Michel asked his good friend Tony to be his partner in the venture. After visiting the property in the Pyrenees, Tony wholeheartedly agreed and the partnership of TERLATO & CHAPOUTIER was formed. Terlato spoke of the offer saying, “When Michel asked me to join him, I found it was impossible to say no.”

Their effort paid off and even impressed super-critic Robert Parker. After a barrel tasting of their first vintage, 2004, Parker awarded the Terlato & Chapoutier Malakoff a 90-92 rating and wrote in his 10-25-04 Wine Advocate, Issue 155, “Produced from Pyrenees vineyards cropped at 10 hectoliters per hectare, boasts sumptuously concentrated fruit (blackberries, cherries) in addition to melted licorice, espresso roast, and smoke characteristics. Ripe, opulent, and medium full-bodied, if this delicious 2004 gets into the bottle without being fined or filtered (Chapoutier rarely fines or filters), it will be a lusty Australian blockbuster to enjoy in its first 7-10 years of life.”

Domaine Terlato & Chapoutier produces the flagship lieu dit Malakoff Shiraz, and a Shiraz-Viognier in the state of Victoria, which is a blend practiced in France’s renowned Côte Rotie — a style with which Michel is obviously familiar and is an expert in its execution. They also produce an L Block Shiraz from a dry farmed, “L” shaped block on a southern exposed slope. The unique shale and iron rich soil of the block creates incredible complexity in the wine.

angove - australian wine country

ANGOVE FAMILY WINEMAKERS has been in business since 1886, when Dr. William Thomas Angove established a medical practice in Tea Tree Gully in the beautiful rolling foothills a short ways from the budding city of Adelaide, South Australia. It was not long after his arrival that Dr. Angove began experimenting with vines and winemaking, initially as a tonic for his patients, much like Dr. Penfold did. His early wines were made from grapes grown in his own vineyards, as well as those from the Warboys Vineyard owned by neighbor Henry Hall. By the time of Dr. Angove’s death in 1912, his efforts had expanded to become a serious family business known as Angove and Sons, St. Agnes Vineyards.

The second generation, Dr. Angove’s son, Thomas “Skipper” Angove (1880-1952) was responsible for making Angove Family Winemakers a major player in the Australian wine industry. Despite two world wars, he built the business from a small family winery into a multi-regional wine company. He produced fine still and fortified wines as well as establishing Australia’s most iconic spirit label, St. Agnes Brandy.

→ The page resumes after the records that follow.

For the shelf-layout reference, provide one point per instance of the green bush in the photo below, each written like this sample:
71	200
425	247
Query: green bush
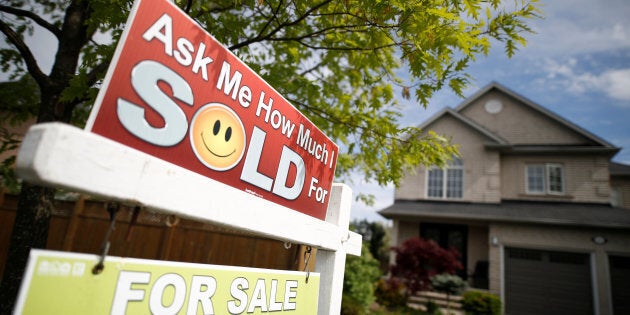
481	303
391	293
359	280
448	283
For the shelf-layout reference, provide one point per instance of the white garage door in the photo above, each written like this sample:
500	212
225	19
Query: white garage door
547	282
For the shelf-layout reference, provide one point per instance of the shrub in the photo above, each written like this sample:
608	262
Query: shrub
448	283
481	303
391	293
359	280
417	260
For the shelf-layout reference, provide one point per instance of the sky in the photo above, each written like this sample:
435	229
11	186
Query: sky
577	65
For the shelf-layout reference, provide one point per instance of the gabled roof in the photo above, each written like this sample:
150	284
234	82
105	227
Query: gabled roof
527	102
531	212
618	169
468	122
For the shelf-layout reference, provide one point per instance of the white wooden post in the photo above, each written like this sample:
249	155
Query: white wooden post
331	264
64	156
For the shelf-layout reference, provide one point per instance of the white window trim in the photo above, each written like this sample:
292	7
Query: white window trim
546	184
444	181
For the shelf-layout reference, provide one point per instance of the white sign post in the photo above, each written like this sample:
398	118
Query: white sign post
182	126
63	156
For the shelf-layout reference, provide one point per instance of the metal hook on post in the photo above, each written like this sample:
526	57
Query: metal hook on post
307	257
112	208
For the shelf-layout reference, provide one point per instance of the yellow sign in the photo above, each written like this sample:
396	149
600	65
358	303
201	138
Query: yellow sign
63	283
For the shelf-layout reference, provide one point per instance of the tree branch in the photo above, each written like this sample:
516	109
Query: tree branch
31	64
36	18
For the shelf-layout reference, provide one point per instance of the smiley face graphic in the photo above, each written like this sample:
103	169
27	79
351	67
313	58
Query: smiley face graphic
217	136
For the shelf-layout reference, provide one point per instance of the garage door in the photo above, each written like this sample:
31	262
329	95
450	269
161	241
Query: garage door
620	283
547	282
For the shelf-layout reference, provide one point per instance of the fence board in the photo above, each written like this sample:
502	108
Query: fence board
189	241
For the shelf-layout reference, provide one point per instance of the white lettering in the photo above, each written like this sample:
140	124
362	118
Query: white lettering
290	294
179	296
280	188
233	85
237	291
165	22
259	297
250	172
124	293
144	79
197	295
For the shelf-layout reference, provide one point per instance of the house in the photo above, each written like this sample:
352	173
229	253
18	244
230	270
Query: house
534	204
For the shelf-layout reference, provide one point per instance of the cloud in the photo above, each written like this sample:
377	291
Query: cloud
614	83
573	27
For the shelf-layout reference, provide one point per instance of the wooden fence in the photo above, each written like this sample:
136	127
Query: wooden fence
81	225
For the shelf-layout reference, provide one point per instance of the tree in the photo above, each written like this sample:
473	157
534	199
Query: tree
336	61
418	260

The third generation, Thomas William Carlyon Angove (1917-2010) always had an interest in the family business. He studied enology at Roseworthy where he graduated top in his class. The driven, intelligent man was appointed managing director in 1946 and began a new era of development that included the planting of the Nanya Vineyard, which at the time was the largest single vineyard in the Southern Hemisphere. Sadly during this time, the exploding population of Adelaide had reached the original vineyards around Tea Tree Gully and the land was forcibly acquired by the state government for housing programs. The last Angove Winery harvest at Tea Tree Gully was in 1979. Regardless, Thomas and the company continued to prosper and develop new technology, including being responsible for the early development of the “Bag in Box” format in 1965.

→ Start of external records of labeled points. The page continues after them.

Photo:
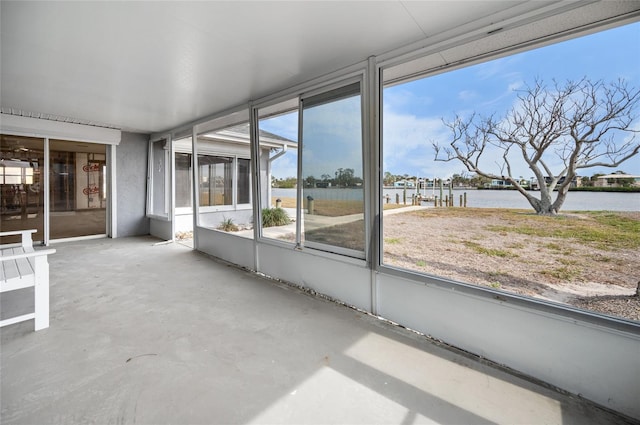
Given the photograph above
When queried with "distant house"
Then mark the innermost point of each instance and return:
(404, 183)
(500, 184)
(616, 180)
(575, 182)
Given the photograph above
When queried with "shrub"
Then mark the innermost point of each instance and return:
(228, 225)
(274, 217)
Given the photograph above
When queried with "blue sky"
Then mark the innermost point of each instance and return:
(413, 112)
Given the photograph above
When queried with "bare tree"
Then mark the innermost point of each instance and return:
(578, 125)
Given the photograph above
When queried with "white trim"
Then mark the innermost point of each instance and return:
(46, 180)
(78, 238)
(35, 127)
(112, 199)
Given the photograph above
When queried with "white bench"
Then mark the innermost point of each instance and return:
(23, 267)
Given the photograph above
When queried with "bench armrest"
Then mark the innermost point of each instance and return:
(26, 236)
(27, 254)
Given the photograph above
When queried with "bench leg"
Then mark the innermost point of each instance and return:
(41, 291)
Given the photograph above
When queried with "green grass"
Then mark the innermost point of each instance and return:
(228, 225)
(488, 251)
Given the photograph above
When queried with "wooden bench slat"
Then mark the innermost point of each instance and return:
(21, 267)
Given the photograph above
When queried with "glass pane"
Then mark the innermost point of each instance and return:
(159, 173)
(278, 171)
(244, 181)
(183, 180)
(473, 210)
(333, 191)
(215, 178)
(78, 191)
(224, 180)
(21, 186)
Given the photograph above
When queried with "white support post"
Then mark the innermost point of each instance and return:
(41, 292)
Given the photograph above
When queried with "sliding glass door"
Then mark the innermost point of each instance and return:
(21, 185)
(78, 194)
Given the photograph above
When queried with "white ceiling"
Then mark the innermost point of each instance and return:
(152, 66)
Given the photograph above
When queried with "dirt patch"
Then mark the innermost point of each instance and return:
(573, 259)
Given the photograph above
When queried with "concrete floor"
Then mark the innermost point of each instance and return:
(152, 333)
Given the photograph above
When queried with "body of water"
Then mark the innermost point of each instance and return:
(576, 201)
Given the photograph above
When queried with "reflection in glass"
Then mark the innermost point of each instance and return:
(21, 186)
(333, 191)
(78, 196)
(278, 171)
(224, 180)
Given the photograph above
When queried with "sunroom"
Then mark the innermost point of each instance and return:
(316, 97)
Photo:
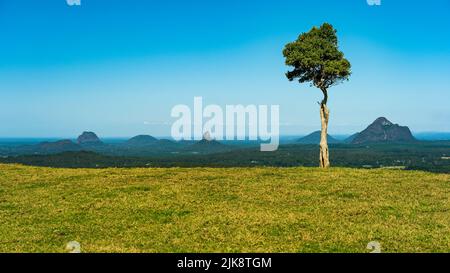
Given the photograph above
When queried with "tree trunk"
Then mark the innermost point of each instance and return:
(324, 115)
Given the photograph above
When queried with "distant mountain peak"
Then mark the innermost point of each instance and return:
(382, 130)
(88, 138)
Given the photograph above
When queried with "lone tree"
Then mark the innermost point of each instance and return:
(315, 58)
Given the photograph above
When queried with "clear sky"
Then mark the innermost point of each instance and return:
(118, 67)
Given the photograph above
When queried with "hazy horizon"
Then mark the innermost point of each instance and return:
(118, 68)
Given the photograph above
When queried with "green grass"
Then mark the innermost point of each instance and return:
(223, 210)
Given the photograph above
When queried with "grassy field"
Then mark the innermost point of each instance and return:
(223, 210)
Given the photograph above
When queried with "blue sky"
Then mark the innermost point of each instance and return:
(118, 67)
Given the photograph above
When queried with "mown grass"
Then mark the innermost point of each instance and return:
(223, 210)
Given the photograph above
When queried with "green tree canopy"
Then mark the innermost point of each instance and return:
(315, 58)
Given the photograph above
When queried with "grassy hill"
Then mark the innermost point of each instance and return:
(223, 209)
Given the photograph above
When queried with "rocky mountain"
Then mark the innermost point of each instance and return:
(314, 138)
(88, 138)
(383, 131)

In 1983, the fourth generation of the family, John Carlyon Angove, succeeded his father as managing director of the company and is now chairman. John proceeded to redevelop all aspects of the business, including the successful re-branding of Angove Family Winemakers. In 2008, he purchased a historic vineyard in McLaren Vale located in the Seaview sub-region and re-named it “Warboys Vineyard,” after one of the original vineyards they cropped from in the 1800s. This is also the site of their new cellar door.

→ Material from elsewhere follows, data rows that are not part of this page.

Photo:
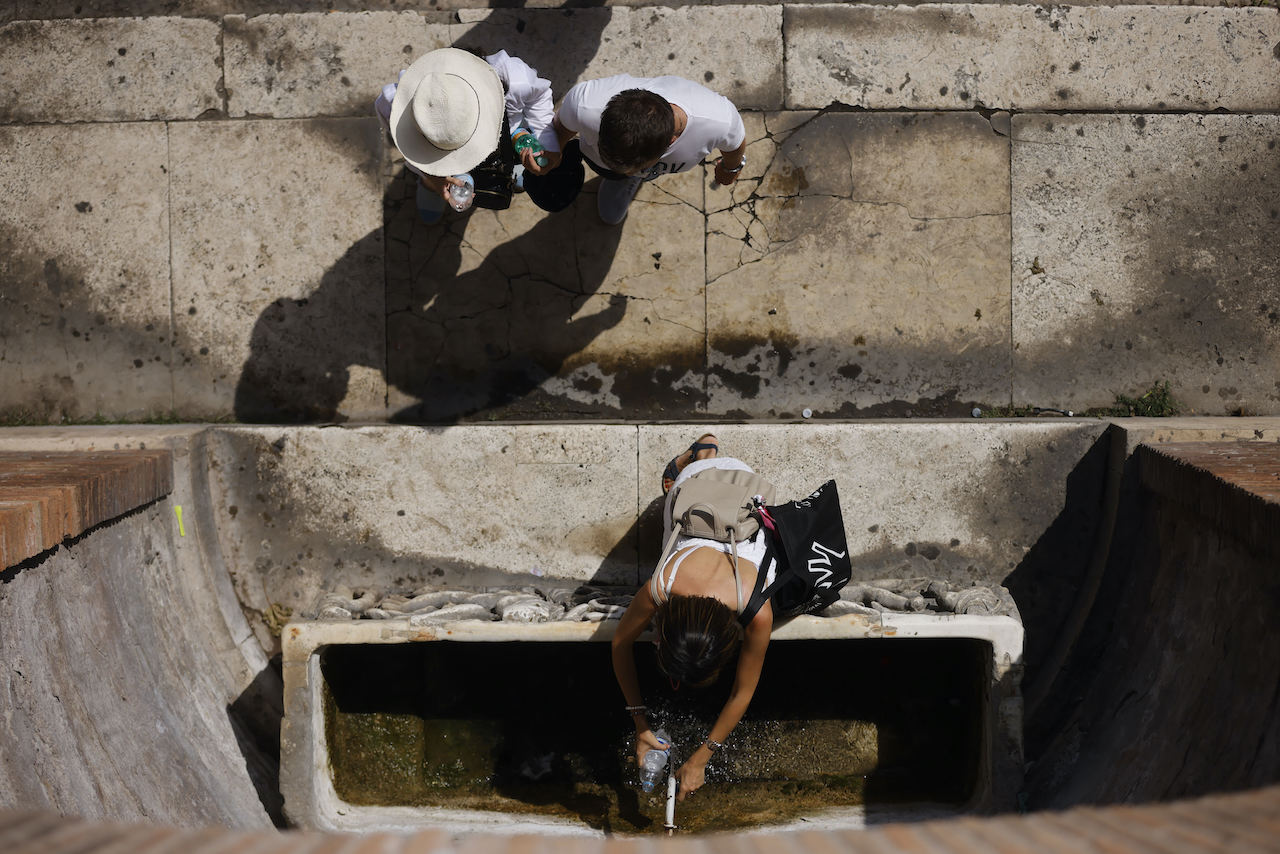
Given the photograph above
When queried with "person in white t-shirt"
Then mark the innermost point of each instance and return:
(631, 129)
(446, 117)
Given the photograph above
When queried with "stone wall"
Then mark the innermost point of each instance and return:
(945, 206)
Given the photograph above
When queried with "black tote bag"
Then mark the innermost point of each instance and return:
(807, 538)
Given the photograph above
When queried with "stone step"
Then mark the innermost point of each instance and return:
(800, 56)
(46, 497)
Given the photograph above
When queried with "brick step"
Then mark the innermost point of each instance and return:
(46, 497)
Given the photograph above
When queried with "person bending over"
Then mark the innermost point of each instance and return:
(702, 617)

The fifth generation of Angove’s, John’s son Richard and daughter Victoria, are also both actively involved in the family business. Victoria currently sits on the board of directors while raising the sixth generation and Richard is driving the development of the McLaren Vale business. It appears this story will not end soon; the Angove is a classic generational Australian family winery celebrating its lineage and future.